One of the main indigenous leaders of the Amazon dies from coronavirus



The cacique Messías Kokama, considered the main indigenous leader of the city of Manaos, capital of the Brazilian state of Amazonas, died a victim of the SARS-CoV-2 coronavirus and his community fired him this Thursday without being able to pay him all the tributes with their traditional rituals .

"We lost our leader, a cacique who dreamed and idealized the first indigenous neighborhood. Today he leaves us his example of persistence and a legacy conquered with struggle and courage in the face of conflicts and obstacles," Professor Claudia Baré, also founder, told the press. of that community in the largest urban center of the Amazon.
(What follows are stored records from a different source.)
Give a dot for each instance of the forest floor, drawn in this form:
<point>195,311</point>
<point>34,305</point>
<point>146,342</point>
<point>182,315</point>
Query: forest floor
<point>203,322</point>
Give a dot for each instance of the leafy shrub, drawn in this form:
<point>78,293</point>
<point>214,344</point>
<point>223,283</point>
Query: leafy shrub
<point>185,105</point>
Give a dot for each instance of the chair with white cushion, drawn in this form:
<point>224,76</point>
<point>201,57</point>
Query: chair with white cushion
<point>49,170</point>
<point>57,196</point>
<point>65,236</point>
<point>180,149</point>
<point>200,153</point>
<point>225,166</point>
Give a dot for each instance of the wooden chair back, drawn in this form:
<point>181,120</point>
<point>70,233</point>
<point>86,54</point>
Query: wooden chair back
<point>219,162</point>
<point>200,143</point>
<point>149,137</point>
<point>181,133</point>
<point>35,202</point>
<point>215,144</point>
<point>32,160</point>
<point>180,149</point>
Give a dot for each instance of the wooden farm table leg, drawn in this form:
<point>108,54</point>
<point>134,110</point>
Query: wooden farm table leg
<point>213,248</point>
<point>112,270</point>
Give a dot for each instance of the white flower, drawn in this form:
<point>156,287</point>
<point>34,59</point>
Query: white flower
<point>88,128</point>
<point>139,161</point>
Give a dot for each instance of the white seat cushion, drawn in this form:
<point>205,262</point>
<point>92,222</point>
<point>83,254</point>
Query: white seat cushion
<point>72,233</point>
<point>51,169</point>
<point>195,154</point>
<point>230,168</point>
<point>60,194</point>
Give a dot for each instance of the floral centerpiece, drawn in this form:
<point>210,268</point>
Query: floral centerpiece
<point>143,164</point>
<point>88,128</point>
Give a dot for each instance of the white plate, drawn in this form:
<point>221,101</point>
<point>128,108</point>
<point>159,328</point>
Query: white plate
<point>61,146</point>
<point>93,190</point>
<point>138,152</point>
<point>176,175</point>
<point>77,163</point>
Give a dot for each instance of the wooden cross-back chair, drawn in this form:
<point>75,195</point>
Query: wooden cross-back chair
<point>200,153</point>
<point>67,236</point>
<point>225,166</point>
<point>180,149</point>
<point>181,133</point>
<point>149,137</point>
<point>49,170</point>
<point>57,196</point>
Kokama, who was hospitalized and died on Wednesday due to respiratory problems, was one of the founding leaders six years ago of the Parque das Tribus-Tarumá Community, the first indigenous neighborhood located in Manaus and inhabited by 3,000 people from 700 families from 35 ethnic groups from all over the state.

The death of the cacique was reported by his cousin and teacher Altací Robim, who reported that Kokama remained hospitalized for a week at the Delphina Aziz Hospital after testing positive for COVID-19 in a clinical test.

Robim, also a spokesperson for the Parque das Tribus-Tarumá Community, estimates that there are more than forty people infected in the neighborhood and that at the regional level the Kokama ethnic group, which has 14,300 people in settlements, is the most affected by the spread of the coronavirus in the entire state.

As of Wednesday, the Special Secretariat for Indigenous Health of the Ministry of Health had reported 277 confirmed cases and 19 deaths of indigenous people throughout the country. That of the cacique is the first in Manaus, the capital that had 37 contagions in natives.

According to the latest balance, Brazil officially added 188,974 confirmed cases and 13,149 deaths. The state of Amazonas, which borders Colombia, Peru and Venezuela, has already reached 15,816 infections and 1,160 deaths.

Amazonas has thirteen cities among the twenty with the highest incidence of the pandemic in the country. The municipality of Santo Antonio do Iça tops the list with 1,241 cases per 100,000 inhabitants.

The mortality rate also presents twelve Amazon cities among the top twenty. The Tabatinga municipality, on the border with Colombia, leads this rate in the country with 57.7 deaths per 100,000 inhabitants.